9.4. rewriting, re-mapping, translating ports with Localnode

see Re-mapping ports in LVS-DR with iptables

9.5. One Box LVS

Note
This is NOT Local Node. It's experimental code from Horms to allow running realservers on the director (ask Horms for the code off-list). This allows you to test LVS on one box.

Dave Whitla 20 Jun 2005

I am trying to load balance to two "real" servers which are actually listening on virtual IPs on the load-balancing host. Why would I want to do this? To build a test environment for a web application which usually runs on an IPVS cluster. The purpose of the test environment is to test for databasecache contention issues before we deploy to our production cluster. The catch is I must make the test environment (lvs director + 2 x application server instances) run on one physical host (each developer's development machine).

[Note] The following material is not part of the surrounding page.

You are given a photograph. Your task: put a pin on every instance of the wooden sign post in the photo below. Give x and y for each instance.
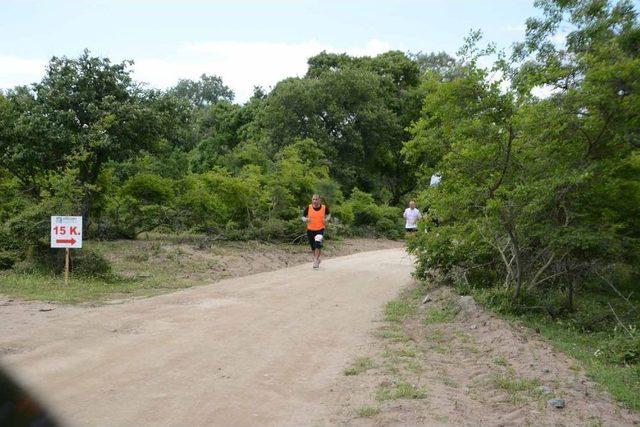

The man page for ipvsadm makes specific mention of forwarding to realservers which are in fact running on local interfaces stating that the load balancing "forward" mechanism specified for a virtual service is completely ignored if the kernel detects that a real server's IP is actually a local interface. The "Local Node" page describes a configuration in which I could load balance between a "real" server running on the director's virtual service IP and a real server running on another host. This does not solve my problem however as I must bind each instance of my application to a different IP address on the same physical box.

You may be thinking "Why not run the two instances on different ports on the same IP (the virtual service IP)?". Sadly the application is not a simple web-site, and source code and deployment container dependencies on certain port numbers exist. eg RMI-IIOP listeners.

Does anyone know of some config or kernel hack, patch or whatever which might make my ipvs present forwarded packets to the virtual interfaces as though they had appeared on the wire so that my forward directives are not ignored and the packets are not simply presented to the TCP stack for the virtual service IP? I guess this is like NAT to local destination addresses (as opposed to NAT of locally originated connections which is supported in the kernel).

Horms

this is a pretty interesting problem that crops up all the time. I have often wondered how hard it would be to make nat work locally (not that LVS-Tun and LVS-DR don't/can't support portmaping anyway). I have a patch for 2.6.12 is a hack that allows nat to work locally by:

  • Not marking local real-servers as local
  • Passing nat-mangled packets down to local processes instead of passing them out onto the network
  • Reversing nat in the LOCAL_IN chain

Please note that this completely breaks NAT for non-Local hosts. It could be cleaned up and made so it doesn't do that. But I thought I'd throw it onto the list before putting any more time into it.

Horms 21 Jun 2005

Here is my second attempt. This should automatically switch local real-servers to Local unless the requested forwarding method is Masq and the real port differs from the virtual port. That is, if you want to do portmaping on a local service it will use Masq, otherwise it will use Local. It seems to work, but there are probably a few gotchas in there and I haven't tested a whole lot.